In England, the ruling Tories nearly expired of the vapors at the thought of Scottish independence - after all, their formal name is the Conservative and Unionist Party.  They might have done better to let the Scots leave, given that of all the Scottish Members of Parliament, there is exactly one Tory.  All the rest are Labour or parties even further to the left.

Suppose that Vermont declared independence, and was joined by New York, Massachusetts, and then California.  What would the political map of the remaining 46 United States look like?  It would be profoundly different.  The political spectrum would suddenly resemble something from the early 1960s, with nearly the entire left end of the spectrum with all its electoral votes having been chopped clean off.

Certainly that would permit the loony-liberal states to test socialism to destruction unimpeded by Republicans or by the Bill of Rights.  But it would also allow the rump United States to finally address the critical systemic damage wreaked by a century of progressive leftism, its staunchest partisans and moneymen having gone home and taken their states with them.

In a republic, there shouldn't be any need for this.  Individual states were intended to be able to do pretty much what they liked, with the federal government responsible only for national defense and interstate commerce.  Unfortunately we don't live in that country anymore; modern America much more closely resembles a unitary national state like the United Kingdom than it does any sort of federal republic that our Founders would recognize.

It's been said that our Civil War answered the question as to whether we were "The United States" or "These United States."  "The" won, or so it seemed, but anyone who thinks it's still wholly true today is deluding themselves.
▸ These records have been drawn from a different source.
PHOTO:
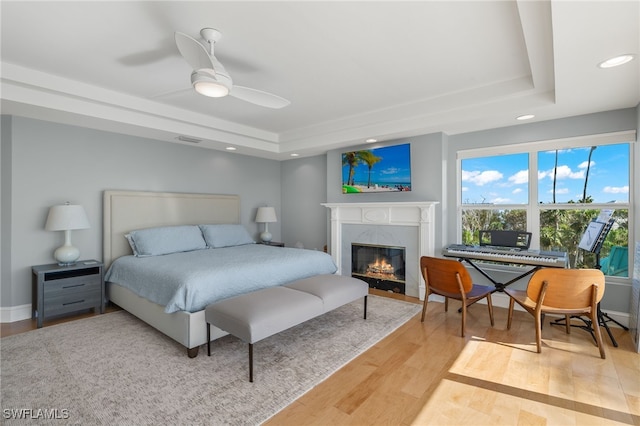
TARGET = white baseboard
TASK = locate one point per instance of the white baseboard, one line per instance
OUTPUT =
(501, 300)
(15, 313)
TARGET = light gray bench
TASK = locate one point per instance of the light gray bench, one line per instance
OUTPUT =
(263, 313)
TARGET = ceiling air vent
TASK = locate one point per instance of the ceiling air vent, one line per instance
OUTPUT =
(188, 139)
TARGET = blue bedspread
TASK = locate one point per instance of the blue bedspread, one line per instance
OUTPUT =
(190, 281)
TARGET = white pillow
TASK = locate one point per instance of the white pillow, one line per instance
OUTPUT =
(218, 236)
(166, 240)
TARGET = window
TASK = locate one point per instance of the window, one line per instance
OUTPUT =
(553, 190)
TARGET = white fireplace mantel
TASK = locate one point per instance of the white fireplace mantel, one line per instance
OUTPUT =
(418, 214)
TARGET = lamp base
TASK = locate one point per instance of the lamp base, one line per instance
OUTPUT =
(266, 236)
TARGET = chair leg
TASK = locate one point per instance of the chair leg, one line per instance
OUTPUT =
(365, 307)
(490, 305)
(596, 330)
(251, 362)
(510, 314)
(538, 332)
(464, 317)
(424, 306)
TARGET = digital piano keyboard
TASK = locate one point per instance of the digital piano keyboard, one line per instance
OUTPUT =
(553, 259)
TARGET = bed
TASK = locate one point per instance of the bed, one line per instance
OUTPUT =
(127, 211)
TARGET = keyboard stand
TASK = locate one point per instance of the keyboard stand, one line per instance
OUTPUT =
(500, 286)
(603, 319)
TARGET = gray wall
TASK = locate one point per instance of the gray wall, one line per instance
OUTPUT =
(433, 168)
(304, 188)
(53, 163)
(42, 164)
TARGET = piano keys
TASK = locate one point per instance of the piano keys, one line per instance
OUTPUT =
(553, 259)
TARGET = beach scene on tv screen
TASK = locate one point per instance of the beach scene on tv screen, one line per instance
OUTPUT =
(386, 169)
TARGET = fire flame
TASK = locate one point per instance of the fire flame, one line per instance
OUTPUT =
(381, 269)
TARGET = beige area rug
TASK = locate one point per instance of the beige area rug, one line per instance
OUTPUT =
(114, 369)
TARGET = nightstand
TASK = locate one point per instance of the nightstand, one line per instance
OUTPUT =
(58, 290)
(273, 243)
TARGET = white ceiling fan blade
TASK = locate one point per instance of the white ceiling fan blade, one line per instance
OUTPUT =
(193, 52)
(258, 97)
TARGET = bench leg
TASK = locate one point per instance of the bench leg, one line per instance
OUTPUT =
(365, 307)
(251, 362)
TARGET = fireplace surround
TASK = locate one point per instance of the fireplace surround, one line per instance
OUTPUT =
(408, 224)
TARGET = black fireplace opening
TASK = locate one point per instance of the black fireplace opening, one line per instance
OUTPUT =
(382, 267)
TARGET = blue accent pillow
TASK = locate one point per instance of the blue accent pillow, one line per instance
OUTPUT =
(218, 236)
(166, 240)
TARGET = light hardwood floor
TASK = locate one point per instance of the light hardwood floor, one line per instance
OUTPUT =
(426, 374)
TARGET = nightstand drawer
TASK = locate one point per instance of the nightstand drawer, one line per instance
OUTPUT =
(63, 289)
(72, 285)
(63, 303)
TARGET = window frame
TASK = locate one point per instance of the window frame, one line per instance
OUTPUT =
(533, 208)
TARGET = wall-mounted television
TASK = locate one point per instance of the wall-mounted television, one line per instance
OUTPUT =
(385, 169)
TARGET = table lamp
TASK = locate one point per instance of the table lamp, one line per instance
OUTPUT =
(66, 217)
(266, 215)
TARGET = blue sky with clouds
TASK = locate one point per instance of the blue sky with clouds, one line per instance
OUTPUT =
(504, 179)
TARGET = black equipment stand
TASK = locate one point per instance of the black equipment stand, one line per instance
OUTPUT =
(603, 318)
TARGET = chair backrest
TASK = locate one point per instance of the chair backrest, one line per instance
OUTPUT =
(441, 274)
(567, 288)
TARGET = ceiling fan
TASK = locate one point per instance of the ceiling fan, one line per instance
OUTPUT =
(209, 77)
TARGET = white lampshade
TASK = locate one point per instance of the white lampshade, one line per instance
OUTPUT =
(65, 218)
(266, 215)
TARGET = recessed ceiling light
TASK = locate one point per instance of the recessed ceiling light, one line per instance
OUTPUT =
(188, 139)
(617, 60)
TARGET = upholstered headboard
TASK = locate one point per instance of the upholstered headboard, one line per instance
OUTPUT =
(125, 211)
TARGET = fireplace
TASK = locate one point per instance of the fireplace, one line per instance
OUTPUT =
(382, 267)
(407, 224)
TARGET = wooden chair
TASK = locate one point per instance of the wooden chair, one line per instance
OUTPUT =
(449, 278)
(561, 291)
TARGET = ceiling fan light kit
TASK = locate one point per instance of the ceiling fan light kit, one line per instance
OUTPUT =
(207, 85)
(209, 78)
We'd prefer to return to our Founders' vision of "These United States" which allowed the voters of each state to determine their own laws, allowed substances, levels of taxation and government spending, degree of bureaucracy and red tape, and even their social preferences.  Failing that, though, whether we like it or not, one of these days we'll be following the path that Scotland is treading.  How soon do you think it will be?